Jack Black | |
Birth Date: | 1871 |
Birth Place: | New Westminster, British Columbia, Canada |
Other Names: | Blacky |
Disappeared Date: | 1932 (aged 60-61) |
Disappeared Status: | Presumed dead by suicide |
Occupation: | Author |
Citizenship: | Canadian, American |
Notable Works: | You Can't Win |
Jack Black (1871–1932) was a Canadian and American hobo and burglar. Black is best known for his autobiography You Can't Win (Macmillan, 1926), describing his days on the road and life as an outlaw. Black's book was written as an anti-crime book urging criminals to go straight, but it is also his statement of belief in the futility of prisons and the criminal justice system, hence the title of the book. Jack Black was writing from experience, having spent thirty years (fifteen of which were spent in various prisons in Canada and the United States) as a travelling criminal, and offers tales of being a cross-country stick-up man, home burglar, petty thief, and opium addict. He gained fame as a prison reformer, writer, and playwright. He disappeared in 1932 in a likely suicide.
Black was born in 1871 in New Westminster, British Columbia,[1] he was raised from infancy in the U.S. state of Missouri in the town of Maysville and eventually Kansas City. Aside from this, Jack Black is an essentially anonymous figure; even his actual name is uncertain. In his autobiographical book, he quotes his father as calling him "John,"[2] of which Jack is often a nickname. Some 1904 news articles name him as Jack Black, alias Tom Callahan,[3] [4] while a 1912 newspaper article names him Thomas Callaghan, alias Jack Black,[5] and another gives his alias as Harry Klein.[6] One of his nicknames among criminals was Blacky.[7]
After his last spell in prison, Black became friends with wealthy patron Fremont Older and worked for his newspaper The San Francisco Call. Black wrote his autobiography with Rose Wilder Lane and eventually composed essays and lectured throughout the country on prison reform. He was also rumored to have received a stipend of $150 a week to draft a screenplay titled Salt Chunk Mary with co-author Bessie Beatty, based around the vagabond ally and fence of the same name in You Can't Win. The play flopped, although he was able to attain some amount of popularity, which subsided quickly.

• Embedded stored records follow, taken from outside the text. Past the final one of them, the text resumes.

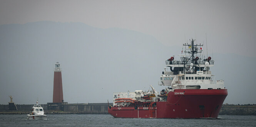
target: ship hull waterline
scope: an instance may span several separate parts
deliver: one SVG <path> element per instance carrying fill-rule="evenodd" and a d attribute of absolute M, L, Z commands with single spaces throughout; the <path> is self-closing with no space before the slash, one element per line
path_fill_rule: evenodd
<path fill-rule="evenodd" d="M 108 112 L 114 117 L 218 118 L 227 95 L 227 89 L 176 89 L 155 107 L 109 107 Z"/>

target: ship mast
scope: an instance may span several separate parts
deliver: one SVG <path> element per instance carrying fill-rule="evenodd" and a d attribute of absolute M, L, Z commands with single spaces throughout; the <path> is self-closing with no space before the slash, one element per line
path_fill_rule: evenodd
<path fill-rule="evenodd" d="M 189 40 L 190 40 L 190 39 Z M 193 67 L 192 67 L 192 70 L 194 70 L 194 65 L 195 64 L 194 62 L 194 61 L 195 61 L 194 60 L 195 60 L 196 58 L 194 56 L 195 55 L 195 54 L 197 54 L 197 53 L 202 52 L 202 50 L 199 50 L 199 51 L 198 51 L 198 48 L 197 47 L 197 46 L 202 46 L 203 45 L 202 44 L 201 45 L 201 44 L 199 45 L 197 45 L 197 44 L 196 45 L 194 44 L 194 41 L 195 41 L 195 39 L 192 39 L 192 41 L 191 41 L 190 44 L 188 44 L 187 43 L 187 44 L 186 43 L 183 44 L 183 46 L 188 46 L 189 47 L 189 49 L 190 49 L 190 51 L 189 50 L 188 51 L 187 51 L 186 50 L 185 50 L 184 51 L 184 52 L 187 52 L 189 54 L 191 54 L 190 57 L 189 58 L 189 59 L 186 62 L 186 64 L 184 64 L 184 67 L 186 68 L 185 65 L 187 64 L 189 60 L 191 60 L 191 63 L 192 63 L 193 65 Z"/>

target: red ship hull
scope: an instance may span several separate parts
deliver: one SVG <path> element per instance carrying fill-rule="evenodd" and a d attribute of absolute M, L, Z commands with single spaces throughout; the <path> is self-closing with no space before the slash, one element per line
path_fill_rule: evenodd
<path fill-rule="evenodd" d="M 154 106 L 109 107 L 108 111 L 115 117 L 217 118 L 227 95 L 226 89 L 175 90 L 166 101 L 156 102 Z"/>

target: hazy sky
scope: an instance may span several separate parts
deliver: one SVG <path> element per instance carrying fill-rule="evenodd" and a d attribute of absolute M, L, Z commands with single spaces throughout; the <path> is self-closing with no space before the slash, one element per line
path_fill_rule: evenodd
<path fill-rule="evenodd" d="M 100 90 L 109 98 L 113 92 L 144 90 L 149 85 L 158 88 L 164 59 L 180 54 L 181 44 L 191 38 L 205 46 L 206 33 L 209 53 L 219 56 L 217 68 L 212 70 L 216 80 L 224 79 L 228 88 L 224 102 L 255 103 L 251 97 L 256 94 L 256 69 L 251 67 L 256 58 L 255 7 L 256 0 L 0 0 L 0 39 L 5 41 L 0 42 L 0 103 L 6 104 L 12 92 L 18 104 L 33 104 L 34 98 L 27 98 L 35 86 L 44 86 L 33 92 L 38 96 L 45 94 L 42 103 L 51 101 L 57 61 L 64 70 L 64 98 L 69 103 L 106 102 L 105 98 L 81 96 Z M 53 22 L 34 23 L 42 21 Z M 12 24 L 25 25 L 5 25 Z M 112 28 L 116 28 L 108 29 Z M 124 60 L 125 67 L 116 61 Z M 85 67 L 80 72 L 74 65 Z M 107 75 L 99 75 L 104 80 L 92 76 L 98 72 Z M 119 72 L 125 72 L 125 76 L 115 75 Z"/>
<path fill-rule="evenodd" d="M 209 51 L 256 54 L 255 0 L 1 0 L 0 24 L 80 22 L 151 35 L 165 45 L 196 38 Z"/>

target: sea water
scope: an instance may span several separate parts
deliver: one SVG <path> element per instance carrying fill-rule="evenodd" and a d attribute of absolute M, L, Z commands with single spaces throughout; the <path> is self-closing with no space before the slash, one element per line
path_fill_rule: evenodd
<path fill-rule="evenodd" d="M 110 115 L 49 114 L 43 120 L 27 115 L 0 115 L 1 127 L 255 126 L 256 116 L 219 116 L 218 119 L 115 118 Z"/>

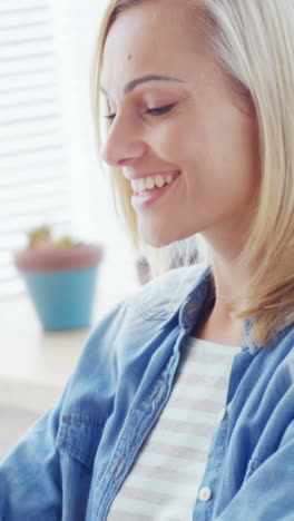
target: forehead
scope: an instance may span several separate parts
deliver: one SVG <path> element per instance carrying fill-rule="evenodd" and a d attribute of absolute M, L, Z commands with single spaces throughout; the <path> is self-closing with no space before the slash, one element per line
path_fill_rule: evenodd
<path fill-rule="evenodd" d="M 119 14 L 106 39 L 102 83 L 182 73 L 206 51 L 200 11 L 185 0 L 147 0 Z"/>

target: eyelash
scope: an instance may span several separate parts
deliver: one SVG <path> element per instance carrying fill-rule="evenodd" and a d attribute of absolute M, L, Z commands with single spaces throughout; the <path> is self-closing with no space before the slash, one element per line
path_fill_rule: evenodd
<path fill-rule="evenodd" d="M 146 112 L 144 112 L 144 114 L 145 115 L 150 114 L 151 116 L 158 118 L 158 117 L 169 112 L 175 106 L 176 106 L 176 104 L 163 105 L 161 107 L 150 108 L 150 109 L 146 110 Z M 108 116 L 105 116 L 105 117 L 106 117 L 106 119 L 114 120 L 115 117 L 116 117 L 116 114 L 109 114 Z"/>

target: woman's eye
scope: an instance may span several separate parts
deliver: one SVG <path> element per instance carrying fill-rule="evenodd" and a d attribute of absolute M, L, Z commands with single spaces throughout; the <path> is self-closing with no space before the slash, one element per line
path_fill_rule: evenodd
<path fill-rule="evenodd" d="M 115 119 L 115 117 L 116 117 L 116 114 L 107 114 L 105 116 L 106 119 L 110 119 L 110 120 Z"/>
<path fill-rule="evenodd" d="M 175 106 L 176 104 L 171 104 L 171 105 L 164 105 L 161 107 L 150 108 L 146 110 L 145 114 L 150 114 L 151 116 L 163 116 L 164 114 L 169 112 Z"/>
<path fill-rule="evenodd" d="M 145 111 L 145 114 L 150 114 L 151 116 L 164 116 L 168 114 L 177 104 L 164 105 L 161 107 L 149 108 Z M 106 119 L 110 119 L 112 121 L 116 117 L 116 114 L 108 114 L 105 116 Z"/>

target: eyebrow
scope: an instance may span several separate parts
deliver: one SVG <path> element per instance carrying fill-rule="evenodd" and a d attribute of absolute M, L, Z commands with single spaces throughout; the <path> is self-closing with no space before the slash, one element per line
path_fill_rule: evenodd
<path fill-rule="evenodd" d="M 185 83 L 185 81 L 180 78 L 174 78 L 173 76 L 158 76 L 158 75 L 148 75 L 148 76 L 143 76 L 141 78 L 137 78 L 133 81 L 129 81 L 125 87 L 124 87 L 124 95 L 130 94 L 138 85 L 141 83 L 147 83 L 148 81 L 175 81 L 177 83 Z M 101 92 L 104 92 L 106 96 L 107 92 L 106 90 L 100 87 Z"/>

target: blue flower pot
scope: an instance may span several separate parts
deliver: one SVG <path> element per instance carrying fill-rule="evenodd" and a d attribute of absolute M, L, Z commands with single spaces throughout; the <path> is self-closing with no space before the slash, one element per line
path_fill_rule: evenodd
<path fill-rule="evenodd" d="M 43 330 L 90 325 L 101 257 L 97 245 L 27 248 L 16 256 Z"/>
<path fill-rule="evenodd" d="M 74 330 L 90 325 L 98 269 L 23 274 L 43 330 Z"/>

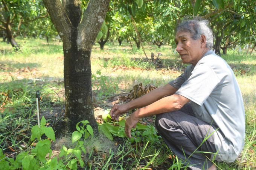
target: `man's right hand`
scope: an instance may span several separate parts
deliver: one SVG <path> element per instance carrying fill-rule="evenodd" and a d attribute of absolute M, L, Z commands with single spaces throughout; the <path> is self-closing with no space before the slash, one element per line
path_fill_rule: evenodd
<path fill-rule="evenodd" d="M 112 119 L 118 121 L 119 117 L 126 113 L 130 110 L 127 104 L 116 104 L 110 110 L 110 116 Z"/>

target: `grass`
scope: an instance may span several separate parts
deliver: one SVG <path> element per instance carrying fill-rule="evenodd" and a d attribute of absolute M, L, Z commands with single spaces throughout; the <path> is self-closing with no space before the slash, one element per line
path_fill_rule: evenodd
<path fill-rule="evenodd" d="M 42 114 L 47 113 L 48 126 L 55 131 L 59 130 L 58 123 L 63 120 L 65 110 L 62 43 L 58 45 L 56 41 L 52 40 L 48 45 L 45 39 L 34 38 L 16 40 L 22 53 L 15 52 L 11 45 L 0 42 L 0 147 L 8 154 L 14 152 L 8 149 L 8 146 L 17 151 L 29 142 L 31 128 L 37 122 L 37 90 L 43 97 Z M 156 45 L 145 45 L 149 58 L 151 51 L 155 54 L 161 52 L 160 65 L 157 65 L 145 62 L 144 53 L 134 44 L 132 50 L 130 43 L 123 43 L 120 46 L 117 42 L 114 45 L 107 42 L 104 51 L 97 43 L 93 46 L 91 63 L 95 76 L 92 81 L 98 100 L 120 92 L 129 92 L 140 82 L 143 86 L 149 84 L 162 86 L 179 76 L 187 65 L 181 62 L 171 46 L 159 49 Z M 242 95 L 246 138 L 238 159 L 234 162 L 217 164 L 220 169 L 256 166 L 256 53 L 247 57 L 246 52 L 230 50 L 222 56 L 233 69 Z M 63 143 L 72 146 L 69 143 L 70 135 L 62 135 L 52 145 L 57 152 Z M 181 161 L 173 162 L 169 158 L 172 153 L 163 142 L 143 142 L 134 146 L 125 140 L 116 145 L 101 135 L 86 143 L 87 153 L 84 155 L 88 161 L 86 169 L 135 169 L 147 165 L 147 168 L 155 169 L 179 169 L 182 166 Z"/>

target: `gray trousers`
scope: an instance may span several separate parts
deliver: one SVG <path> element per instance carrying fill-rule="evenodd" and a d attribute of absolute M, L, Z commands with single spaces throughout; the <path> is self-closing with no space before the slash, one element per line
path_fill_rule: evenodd
<path fill-rule="evenodd" d="M 190 103 L 178 110 L 157 114 L 155 123 L 158 132 L 174 154 L 183 160 L 184 165 L 189 164 L 188 169 L 207 169 L 213 165 L 209 160 L 211 154 L 192 154 L 205 137 L 210 136 L 214 130 L 209 123 L 195 117 Z M 216 153 L 214 134 L 196 151 Z"/>

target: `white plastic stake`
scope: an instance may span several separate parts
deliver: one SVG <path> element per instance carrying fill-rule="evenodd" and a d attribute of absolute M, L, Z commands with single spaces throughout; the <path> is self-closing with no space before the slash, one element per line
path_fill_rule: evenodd
<path fill-rule="evenodd" d="M 40 117 L 39 117 L 39 107 L 38 107 L 38 99 L 37 98 L 37 121 L 38 126 L 40 128 Z"/>

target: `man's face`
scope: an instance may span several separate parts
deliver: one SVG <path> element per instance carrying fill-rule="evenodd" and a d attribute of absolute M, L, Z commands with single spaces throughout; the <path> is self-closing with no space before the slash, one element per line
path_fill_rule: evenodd
<path fill-rule="evenodd" d="M 201 48 L 200 39 L 194 40 L 190 33 L 178 32 L 174 39 L 176 51 L 180 54 L 182 62 L 195 66 L 201 59 Z"/>

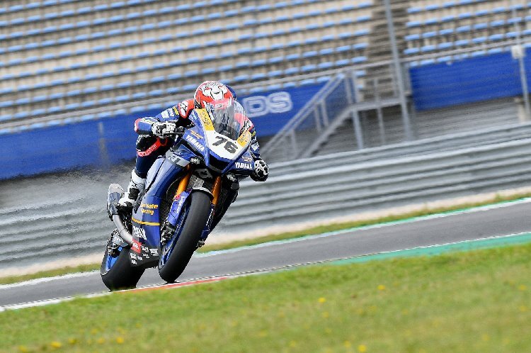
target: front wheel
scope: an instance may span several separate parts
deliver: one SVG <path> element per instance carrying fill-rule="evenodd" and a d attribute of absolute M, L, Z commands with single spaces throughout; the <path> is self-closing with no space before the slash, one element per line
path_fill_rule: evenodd
<path fill-rule="evenodd" d="M 210 198 L 201 191 L 193 192 L 188 207 L 182 214 L 181 229 L 163 247 L 159 261 L 159 274 L 171 283 L 183 273 L 193 252 L 198 247 L 205 226 L 210 215 Z"/>
<path fill-rule="evenodd" d="M 112 241 L 112 240 L 109 240 Z M 129 247 L 119 247 L 118 255 L 113 256 L 105 249 L 101 262 L 101 280 L 111 291 L 134 288 L 144 274 L 144 269 L 133 267 L 129 259 Z"/>

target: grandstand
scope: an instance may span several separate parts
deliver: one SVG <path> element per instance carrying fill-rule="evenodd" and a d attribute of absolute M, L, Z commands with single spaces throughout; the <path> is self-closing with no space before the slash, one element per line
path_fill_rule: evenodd
<path fill-rule="evenodd" d="M 345 0 L 2 4 L 3 121 L 117 104 L 140 111 L 132 106 L 155 99 L 161 108 L 206 79 L 296 80 L 363 62 L 372 8 Z"/>
<path fill-rule="evenodd" d="M 393 1 L 395 40 L 381 0 L 4 0 L 0 6 L 1 133 L 117 116 L 132 118 L 188 96 L 205 79 L 251 94 L 326 86 L 338 72 L 344 90 L 327 94 L 340 94 L 343 101 L 312 101 L 314 106 L 307 111 L 312 113 L 297 118 L 313 119 L 297 126 L 326 137 L 304 146 L 312 147 L 307 155 L 437 135 L 451 131 L 449 126 L 467 130 L 482 121 L 487 128 L 516 122 L 519 116 L 529 118 L 518 113 L 521 101 L 509 99 L 521 96 L 509 52 L 520 41 L 530 46 L 531 3 Z M 411 129 L 400 111 L 394 42 L 406 79 Z M 489 58 L 490 71 L 484 71 L 489 74 L 508 67 L 510 72 L 496 79 L 515 79 L 515 86 L 505 95 L 483 92 L 467 101 L 441 99 L 428 91 L 436 84 L 421 79 L 440 63 L 447 67 L 433 67 L 433 76 L 447 72 L 448 82 L 459 81 L 459 72 L 471 65 L 481 73 L 485 62 L 467 61 L 478 57 Z M 469 66 L 455 65 L 460 62 Z M 469 94 L 448 82 L 438 87 L 444 94 Z M 474 84 L 491 84 L 485 82 Z M 506 107 L 499 118 L 499 111 L 479 103 L 489 99 L 493 105 L 501 99 Z M 433 103 L 439 100 L 445 105 Z M 455 117 L 462 106 L 452 110 L 465 103 L 481 107 L 469 123 Z M 323 109 L 333 116 L 317 112 Z M 291 133 L 297 134 L 299 140 L 315 138 L 307 131 Z"/>

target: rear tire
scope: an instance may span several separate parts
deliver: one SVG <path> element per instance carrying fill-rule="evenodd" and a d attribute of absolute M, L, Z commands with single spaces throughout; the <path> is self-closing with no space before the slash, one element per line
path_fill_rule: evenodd
<path fill-rule="evenodd" d="M 133 267 L 129 259 L 130 247 L 122 248 L 118 258 L 111 258 L 105 250 L 101 262 L 101 280 L 111 291 L 135 288 L 144 269 Z"/>
<path fill-rule="evenodd" d="M 174 282 L 188 264 L 192 254 L 198 248 L 203 229 L 210 215 L 210 197 L 202 191 L 193 192 L 190 195 L 190 208 L 181 235 L 167 251 L 171 252 L 166 262 L 161 265 L 159 262 L 159 274 L 168 283 Z M 175 236 L 175 235 L 174 235 Z M 161 254 L 161 259 L 164 254 Z"/>

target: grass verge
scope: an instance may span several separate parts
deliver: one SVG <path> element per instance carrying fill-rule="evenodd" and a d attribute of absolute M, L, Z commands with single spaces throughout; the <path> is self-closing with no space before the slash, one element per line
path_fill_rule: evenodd
<path fill-rule="evenodd" d="M 261 244 L 268 242 L 272 242 L 275 240 L 283 240 L 286 239 L 293 239 L 297 237 L 304 237 L 307 235 L 312 235 L 316 234 L 322 234 L 327 232 L 333 232 L 336 230 L 343 230 L 346 229 L 356 228 L 360 227 L 365 227 L 367 225 L 372 225 L 376 224 L 383 224 L 389 222 L 395 222 L 397 220 L 405 220 L 408 218 L 412 218 L 416 217 L 422 217 L 424 215 L 430 215 L 438 213 L 443 213 L 447 212 L 454 212 L 461 210 L 465 210 L 472 208 L 474 207 L 479 207 L 486 205 L 491 205 L 495 203 L 501 203 L 508 201 L 513 201 L 517 200 L 523 199 L 527 197 L 531 197 L 531 194 L 518 194 L 511 196 L 501 196 L 499 194 L 496 194 L 492 198 L 486 200 L 481 203 L 464 203 L 454 205 L 449 207 L 440 207 L 440 208 L 424 208 L 411 213 L 400 213 L 396 215 L 389 215 L 387 217 L 380 217 L 373 219 L 368 219 L 364 220 L 357 220 L 353 222 L 346 222 L 341 223 L 330 224 L 326 225 L 319 225 L 317 227 L 313 227 L 311 228 L 305 229 L 304 230 L 299 230 L 296 232 L 285 232 L 278 234 L 273 234 L 271 235 L 266 235 L 263 237 L 258 237 L 253 239 L 246 239 L 242 240 L 236 240 L 234 242 L 229 242 L 224 244 L 217 244 L 212 245 L 205 245 L 198 250 L 198 252 L 207 252 L 210 251 L 215 250 L 224 250 L 228 249 L 233 249 L 235 247 L 239 247 L 243 246 L 255 245 L 257 244 Z M 103 250 L 102 250 L 103 251 Z M 13 283 L 21 282 L 23 281 L 28 281 L 30 279 L 35 279 L 43 277 L 51 277 L 54 276 L 60 276 L 63 274 L 72 274 L 76 272 L 82 272 L 87 271 L 98 270 L 100 269 L 101 264 L 92 264 L 83 266 L 78 266 L 75 267 L 65 267 L 62 269 L 57 269 L 50 271 L 40 271 L 34 274 L 24 274 L 21 276 L 11 276 L 6 277 L 0 277 L 0 284 L 9 284 Z"/>
<path fill-rule="evenodd" d="M 0 313 L 0 351 L 527 352 L 531 245 Z"/>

His philosophy on life was especially influential to William S. Burroughs, who associated with similar characters in his early adulthood. He also mirrored the style of You Can't Win with his first published book, Junkie. In his foreword to the 1988 edition of You Can't Win (reproduced in a 2000 edition), Burroughs wrote:
I first read You Can't Win in 1926, in an edition bound in red cardboard. Stultified and confined by middle-class St. Louis mores, I was fascinated by this glimpse of an underworld of seedy rooming houses, pool parlors, cat houses and opium dens, of bull pens and cat burglars and hobo jungles. I learned about the Johnson Family of good bums and thieves, with a code of conduct that made more sense to me than the arbitrary, hypocritical rules that were taken for granted as being "right" by my peers.[8]
He disappeared in 1932 and is believed to have committed suicide by drowning, as he reportedly told his friends that if life got too grim, he would row out into New York Harbor and, with weights tied to his feet, drop overboard.[9] In You Can't Win Black describes this state of mind as being "ready for the river".[10]